Melalui Keadilan Restoratif Tiga Tersangka Kasus Penganiayaan di Toraja Utara Berdamai dengan Korban
KEJATI SULSEL, Makassar- Wakil Kepala Kejaksaan Tinggi Sulawesi Selatan, Robert M Tacoy didampingi Aspidum, Rizal Syah Nyaman dan kepala seksi pada Pidum melakukan ekspose penghentian penuntutan berdasarkan keadilan restoratif (Restorative Justice/RJ) dari Cabang Kejaksaan Negeri Tana Toraja di Rantepao, Selasa (9/9/2025).
Ekspose perkara RJ ini juga diikuti oleh Kacabjari Rantepao, Alexander Tanak, Kasubsi Pidum dan Pidsus, Iwan Jani Simbolon dan jajaran secara virtual dari Cabjari Rantepao.
Cabang Kejaksaan Negeri Tana Toraja di Rantepao mengajukan RJ untuk kasus dugaan pemukulan yang melibatkan tiga tersangka dan dua korban. Kasus ini, yang disangkakan melanggar Pasal 170 Ayat (1) KUHP atau Pasal 351 Ayat (1) Jo. Pasal 55 Ayat (1) Ke - 1 KUHP. Adapun para tersangka masing-masing HT (20), AP (20) dan AD (24), sementara korban WT (20) dan AR (18)
Kronologi Perkara
Peristiwa ini bermula pada hari Minggu, 13 Juli 2025, sekitar pukul 18.50 WITA. Tersangka AP dan AD sedang mengendarai motor di Jalan Bolu, Kelurahan Rantepaku Tallunglipu, ketika mereka hampir menabrak korban WT. Tersangka AD lantas meneriaki korban, "Lihat-lihat kau jalan".
Beberapa saat kemudian, ketika AP dan AD kembali melewati jalan yang sama, mereka kembali bertemu dengan korban WT yang saat itu bersama korban AR. Kedua tersangka berhenti, lalu AP bertanya kepada WT, "Siapa yang menyeberang tadi? Kalau kutabrakko siapa yang salah?". Pertanyaan ini memicu pertengkaran yang membuat AP emosi. AP dan AD kemudian mendatangi rumah tersangka HT untuk menceritakan kejadian tersebut.
Setelah mendengarkan cerita, ketiga tersangka berjalan kaki menuju lokasi korban. Setibanya di sana, HT bertanya, "Mana itu yang gertak temanku?".

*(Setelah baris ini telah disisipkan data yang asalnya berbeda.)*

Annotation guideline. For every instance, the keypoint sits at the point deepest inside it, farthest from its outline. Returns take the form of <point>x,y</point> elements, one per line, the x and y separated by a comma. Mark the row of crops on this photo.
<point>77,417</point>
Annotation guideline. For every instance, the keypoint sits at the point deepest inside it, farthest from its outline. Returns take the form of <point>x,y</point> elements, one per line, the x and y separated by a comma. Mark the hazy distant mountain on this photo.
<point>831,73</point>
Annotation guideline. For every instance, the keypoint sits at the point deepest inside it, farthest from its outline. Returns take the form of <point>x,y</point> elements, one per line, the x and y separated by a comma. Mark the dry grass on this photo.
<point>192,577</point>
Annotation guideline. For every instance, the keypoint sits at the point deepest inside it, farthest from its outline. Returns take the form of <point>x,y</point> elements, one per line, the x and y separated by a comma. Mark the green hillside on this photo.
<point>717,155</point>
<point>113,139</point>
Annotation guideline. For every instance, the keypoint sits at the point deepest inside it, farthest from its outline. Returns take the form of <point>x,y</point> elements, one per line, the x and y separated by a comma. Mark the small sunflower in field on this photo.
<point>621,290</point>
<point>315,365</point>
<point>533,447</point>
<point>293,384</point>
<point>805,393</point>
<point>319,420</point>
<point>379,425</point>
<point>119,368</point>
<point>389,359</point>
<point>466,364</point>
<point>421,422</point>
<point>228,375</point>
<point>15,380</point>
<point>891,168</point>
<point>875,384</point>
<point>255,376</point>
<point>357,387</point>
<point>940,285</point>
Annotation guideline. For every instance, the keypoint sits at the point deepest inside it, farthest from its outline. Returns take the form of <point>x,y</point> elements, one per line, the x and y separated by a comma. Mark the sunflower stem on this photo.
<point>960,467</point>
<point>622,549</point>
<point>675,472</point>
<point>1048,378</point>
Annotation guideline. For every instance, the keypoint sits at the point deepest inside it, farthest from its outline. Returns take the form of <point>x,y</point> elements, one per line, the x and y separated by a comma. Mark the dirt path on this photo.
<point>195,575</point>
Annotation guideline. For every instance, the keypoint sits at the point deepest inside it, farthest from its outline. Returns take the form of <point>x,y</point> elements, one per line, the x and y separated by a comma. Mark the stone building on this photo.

HT kemudian mendorong dan memukul WT sebanyak empat kali di wajah dan kepala. AD juga memukul WT tiga kali di wajah. Setelah WT terjatuh, AP memukulnya satu kali di muka. AP lalu menendang korban AR di muka sebanyak satu kali hingga terjatuh. Warga setempat datang melerai, dan para tersangka menghentikan perbuatannya.
Akibat pemukulan tersebut, korban WT mengalami luka memar dan bekuan darah di telinga kiri serta memar di hidung. Korban AR mengalami luka robek di bibir bawah.
Penyelesaian kasus ini melalui keadilan restoratif didasarkan pada beberapa pertimbangan:
* Para tersangka baru pertama kali melakukan tindak pidana.
* Telah tercapai kesepakatan damai antara para tersangka dan korban secara adil, proporsional, bebas, dan sukarela.
* Penyelesaian ini berupaya menghindari stigma negatif dan pembalasan, sesuai dengan kerangka keadilan restoratif.
Sebagai bagian dari kesepakatan, para tersangka telah membayar biaya pengobatan korban sebesar dua juta rupiah. Kesepakatan ini disepakati oleh semua pihak, termasuk keluarga korban dan tersangka, dan disaksikan oleh jaksa fasilitator, penyidik, dan tokoh masyarakat.
Wakajati Sulsel, Robert M Tacoymenyetujui permohonan RJ ini setelah mempertimbangkan syarat dan keadaan yang diatur dalam Peraturan Kejaksaan RI Nomor 15 Tahun 2020 tentang Keadilan Restoratif.
“Penyelesaian perkara ini menegaskan komitmen Kejaksaan dalam menerapkan prinsip keadilan restoratif, yang mengedepankan pemulihan hubungan antara pihak yang terlibat serta kepentingan masyarakat, dibandingkan semata-mata pada penjatuhan hukuman," kata Robert.
Setelah proses RJ disetujui, Wakajati Sulsel meminta jajaran Cabjari Rantepao untuk segera menyelesaikan seluruh administrasi perkara dan tersangka segera dibebaskan.
"Saya berharap penyelesaian perkara zero transaksional untuk menjaga kepercayaan pimpinan dan publik,” pesan Robert.